Climate crisis - plenty of energy

Jul 17 2021

The calculations originally appeared in this post here, but had my .NET NMeasure library as the focus. I wanted to extract the calculations into its own post to have it readily available.

You may have heard about the global warming summit and that scientists have basically agreed with each other that we should try really hard to avoid the atmosphere to heat up an additional 2 degrees on average. It doesn’t sound much, but I was curious what this number means in terms of additional energy that the atmosphere would contain.

The calculation has been kept pretty straightforward:

We take the volume of the low atmosphere
We look up the specific heat of air in the proper temperature range (assuming today’s average temperature of 14°C) with constant volume.
We multiply it all through and get a number.

Let’s start with the constants we’re using

r_e = 6371km

Radius of Earth

r_a = 6373km

Radius of upper boundary of the air layer we will consider

\rho_a = 1.225\frac{kg}{m^3}

Density of air

CV_a = 718\frac{J}{kgK}

Specific heat of air

The volume of the considered air layer is:

V_a = \frac{4}{3}\pi(r_a^2-r_e^2)

Getting the surplus Joules by increasing the temperature of that air layer by 2 degrees gives us:

E = V_a \times \rho_a \times CV_a \times 2K

Gives us a number in Gigajoules of

1.795 \times 10^{12} GJ

Sounds quite a lot, and it is.
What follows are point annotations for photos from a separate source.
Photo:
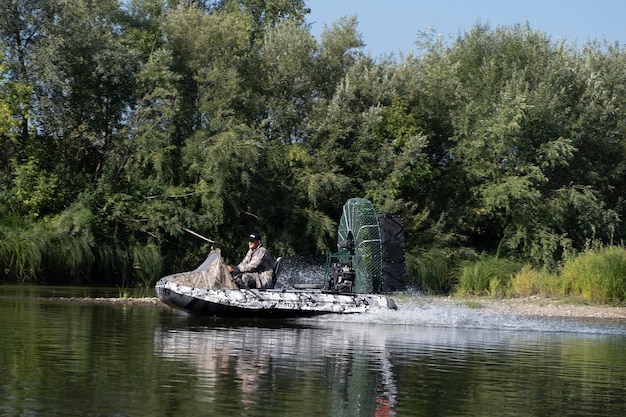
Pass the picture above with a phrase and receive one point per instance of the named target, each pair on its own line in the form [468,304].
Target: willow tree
[512,100]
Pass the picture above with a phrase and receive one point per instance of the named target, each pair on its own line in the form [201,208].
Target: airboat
[368,265]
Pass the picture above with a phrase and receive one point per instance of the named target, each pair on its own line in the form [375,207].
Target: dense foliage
[121,124]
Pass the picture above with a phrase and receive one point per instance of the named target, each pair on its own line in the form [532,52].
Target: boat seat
[276,270]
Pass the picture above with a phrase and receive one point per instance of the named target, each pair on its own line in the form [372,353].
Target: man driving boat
[255,270]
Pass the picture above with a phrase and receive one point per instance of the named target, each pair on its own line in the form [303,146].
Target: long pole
[198,235]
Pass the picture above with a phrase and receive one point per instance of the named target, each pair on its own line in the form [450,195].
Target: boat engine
[371,252]
[341,274]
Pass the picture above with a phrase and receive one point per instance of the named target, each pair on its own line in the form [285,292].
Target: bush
[529,281]
[597,275]
[433,270]
[489,275]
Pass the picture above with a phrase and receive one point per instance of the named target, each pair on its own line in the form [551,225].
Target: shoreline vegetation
[565,308]
[125,124]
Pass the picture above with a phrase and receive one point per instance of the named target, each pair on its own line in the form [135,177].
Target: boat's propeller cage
[371,251]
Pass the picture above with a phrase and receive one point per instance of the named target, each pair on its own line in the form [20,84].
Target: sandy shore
[533,306]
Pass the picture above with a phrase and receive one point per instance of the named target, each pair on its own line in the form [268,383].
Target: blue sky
[391,26]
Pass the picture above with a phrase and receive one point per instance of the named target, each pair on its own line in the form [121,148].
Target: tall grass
[530,281]
[432,270]
[598,275]
[490,275]
[64,249]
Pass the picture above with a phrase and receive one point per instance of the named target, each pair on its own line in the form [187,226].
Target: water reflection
[385,369]
[68,358]
[356,373]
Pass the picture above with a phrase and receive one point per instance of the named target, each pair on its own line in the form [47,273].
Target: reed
[529,281]
[598,275]
[430,270]
[21,257]
[489,275]
[147,264]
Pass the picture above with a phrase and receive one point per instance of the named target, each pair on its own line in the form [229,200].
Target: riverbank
[529,307]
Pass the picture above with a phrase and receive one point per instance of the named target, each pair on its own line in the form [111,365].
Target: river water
[68,357]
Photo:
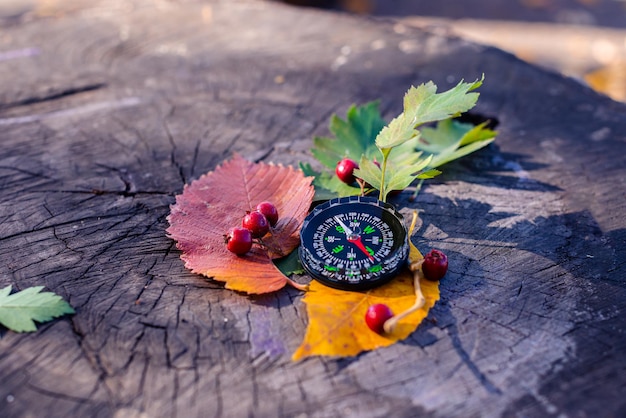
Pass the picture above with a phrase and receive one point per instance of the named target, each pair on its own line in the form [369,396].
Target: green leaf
[450,140]
[19,310]
[353,137]
[399,176]
[423,104]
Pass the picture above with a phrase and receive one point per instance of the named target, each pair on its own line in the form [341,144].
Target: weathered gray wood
[107,110]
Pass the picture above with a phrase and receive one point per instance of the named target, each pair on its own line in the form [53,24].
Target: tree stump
[107,109]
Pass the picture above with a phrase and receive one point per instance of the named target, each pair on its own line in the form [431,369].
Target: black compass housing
[354,243]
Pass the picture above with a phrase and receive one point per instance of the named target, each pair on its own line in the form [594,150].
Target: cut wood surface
[108,108]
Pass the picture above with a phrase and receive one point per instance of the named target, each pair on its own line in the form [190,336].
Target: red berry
[345,170]
[269,211]
[435,265]
[256,223]
[238,240]
[376,316]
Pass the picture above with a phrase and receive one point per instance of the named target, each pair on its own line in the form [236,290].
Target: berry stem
[382,195]
[420,301]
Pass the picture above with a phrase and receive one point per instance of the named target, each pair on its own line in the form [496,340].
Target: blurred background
[583,39]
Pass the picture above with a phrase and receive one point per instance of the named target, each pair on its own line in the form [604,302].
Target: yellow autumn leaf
[337,318]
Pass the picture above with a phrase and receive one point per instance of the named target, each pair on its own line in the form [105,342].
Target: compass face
[353,243]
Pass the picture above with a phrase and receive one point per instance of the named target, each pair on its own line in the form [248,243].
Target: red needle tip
[357,241]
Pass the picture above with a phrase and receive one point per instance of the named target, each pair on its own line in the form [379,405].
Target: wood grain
[107,109]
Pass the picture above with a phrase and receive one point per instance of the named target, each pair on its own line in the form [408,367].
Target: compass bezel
[393,262]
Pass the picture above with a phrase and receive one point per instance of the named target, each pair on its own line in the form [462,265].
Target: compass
[353,243]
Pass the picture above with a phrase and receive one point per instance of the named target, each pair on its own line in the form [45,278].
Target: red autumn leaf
[218,201]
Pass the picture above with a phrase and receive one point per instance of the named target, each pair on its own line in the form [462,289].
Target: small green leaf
[422,104]
[19,310]
[353,136]
[450,140]
[429,174]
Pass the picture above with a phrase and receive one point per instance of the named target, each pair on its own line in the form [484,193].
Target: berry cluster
[345,172]
[255,224]
[434,267]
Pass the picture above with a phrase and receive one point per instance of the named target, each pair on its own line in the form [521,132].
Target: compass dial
[353,243]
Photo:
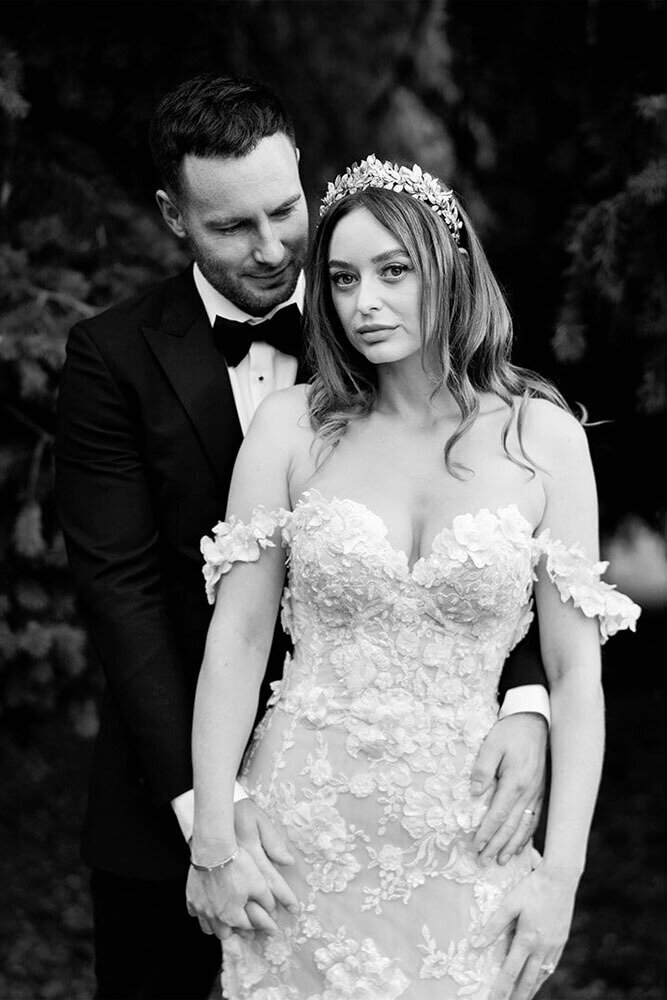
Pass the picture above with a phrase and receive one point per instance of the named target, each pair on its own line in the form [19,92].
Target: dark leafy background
[550,120]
If we compare this to the World’s energy production we see that in order to make this amount of energy available, our current worldwide energy production would have to run for almost 19 years.

So, this is very roughly the amount of additional energy we’re pumping into our lower athmosphere. Leave it to climate experts to figure out what exactly we can expect from that, but do you really think our climate will soak this amount of energy up and do, like, nothing?